2016 - 2017

0662-2129-01
  The Men who Made the Internet: Oracles, visionaries and engineers                                    
FACULTY OF HUMANITIES
Moshe ElhanatiGilman-humanities278Wed1000-1200 Sem  2
 
 
University credit hours:  2.0

Course description
The internet's history can be told from a number of vantage points: Biographical, bureaucratic, ideological, social, and cultural. Each of these research approaches is based on different sources, which tell the tale of the creation of the internet in different manners. This course sets out to view the historical story through the personal and professional stories of engineers, scientists, and bureaucrats, but also amateurs and business entrepreneurs, who acted within various frameworks since the 1960s and who set the foundations for the internet as we know it today. Yet this story remains incomplete unless it includes, alongside the biographical component, also the institutional and ideological contexts within which the inventors and the scientists, those "great people" who have since become legends and have been awarded mythical status, operated.

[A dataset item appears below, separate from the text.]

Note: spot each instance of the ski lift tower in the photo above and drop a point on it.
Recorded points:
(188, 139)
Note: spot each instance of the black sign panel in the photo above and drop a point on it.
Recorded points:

In this course we shall delve into the story of these "wizards", who, beginning in the 1960s and up to the 2000s, formed part of the innovative group of inventors and engineers that set the foundations and developed the bases for the new technology, while subscribing to differing and sometimes contradictory ideologies. For the most part, especially during the early years, they operated at the heart of the American security establishment, in independent research institutes, and some of them even on the margins of the establishment; in time, they also acted in the private market, of course. All in all, the course will demonstrate that these technological pioneers' work was never dissociated from the actions of those who preceded them, and more importantly, that the ideological motivation for their work, even if it was implicit and clandestine, is essential for the understanding of the internet as the utmost embodiment of the ideology of information. In this sense, technological inventions are never devoid of ideology and are never carried out without a social and political context, even if they represent the wish for liberation from the state's bureaucratic grip.